We’ve all done it – and probably felt even worse afterward. Done what? Taken out our frustration and anger about our pain on ourselves or someone else. The physical weight of the pain coupled with the ever-growing sense of being dragged down by it can make the most resilient of us snap, lash out, and express what is hurting so deep inside. There’s the object hurled across the room. The bitter words spoken to someone we care about. The subtle, yet just as destructive, ways we sabotage our wellbeing even as we say we want to preserve it. These things and others can re-cycle each time we feel the pressure of built-up pain, making them almost as predictable as other reflexive responses. And the aftermath, the feelings of guilt, greater pain, perhaps even loss, are predictable, too.
Predictable, yes, but not inevitable, if we take care.
Take, for example, a conversation with a loved one. You are feeling bad, very bad, and your mood is colored by those feelings. Your loved one’s more upbeat mood, simply put, rubs you the wrong way and you lash out verbally, shutting down the two-way street of compassion. So, your loved one’s feelings are hurt and he or she puts distance between you.
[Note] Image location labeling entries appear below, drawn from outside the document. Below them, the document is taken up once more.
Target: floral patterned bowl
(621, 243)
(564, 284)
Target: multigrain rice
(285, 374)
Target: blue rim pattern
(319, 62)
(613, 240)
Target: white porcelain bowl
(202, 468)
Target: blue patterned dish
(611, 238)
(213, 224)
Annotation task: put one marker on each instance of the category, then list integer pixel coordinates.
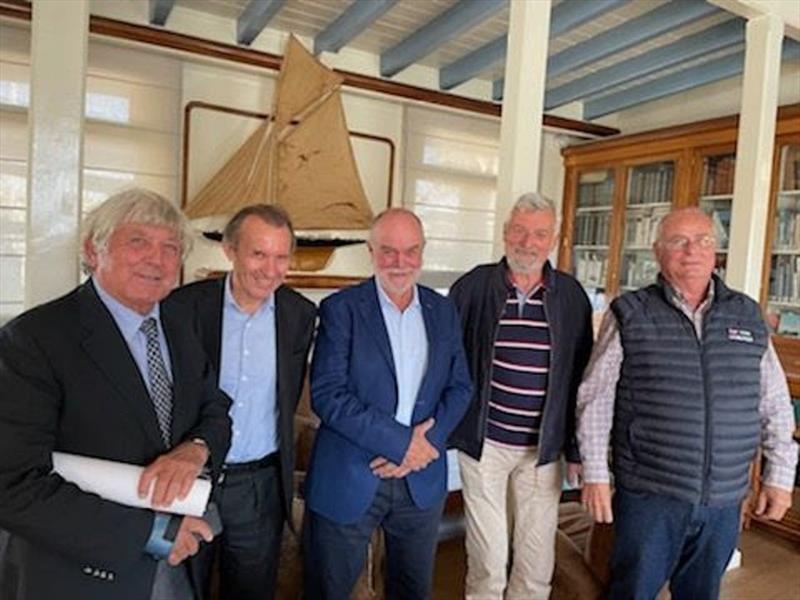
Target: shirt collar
(676, 297)
(230, 301)
(385, 301)
(544, 283)
(128, 320)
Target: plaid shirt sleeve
(595, 409)
(777, 424)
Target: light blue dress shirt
(409, 343)
(248, 374)
(129, 321)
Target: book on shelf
(721, 218)
(784, 284)
(718, 174)
(592, 229)
(787, 229)
(641, 226)
(791, 168)
(651, 184)
(590, 268)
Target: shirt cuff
(158, 546)
(595, 471)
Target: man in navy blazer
(389, 383)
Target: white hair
(134, 205)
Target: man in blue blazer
(389, 382)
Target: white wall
(717, 99)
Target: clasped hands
(419, 455)
(171, 476)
Then, you feel worse because 1) you’ve hurt someone you care about, and 2) you feel even more alone now that you’ve alienated part of your support system.
This kind of situation need not happen. One technique to prevent it is to take honest stock of your pain and mood and express that to your loved one up front, instead of couching your feelings in other topics of conversation. This way, you let the other person know what the day is like for you, and he or she can respond accordingly. Prayer helps tremendously, especially for guidance and the right words to say. So, too, does consciously thinking of the other person (or yourself) and your desire to make your conversation (or self-care) as good and healthful as possible, thus pushing less-healthful responses into the background. And, of course, on a really bad day, sometimes it’s better to just retreat, rest, take good care, absorb God’s Word, and look to a tomorrow that will be better.
A bad mood brought on by a bad day need not turn out to be destructive. For, just as our negative responses are within out control, so, too, are preventative measures to ensure that, although we have these very human feelings, we do not need to be victims to them.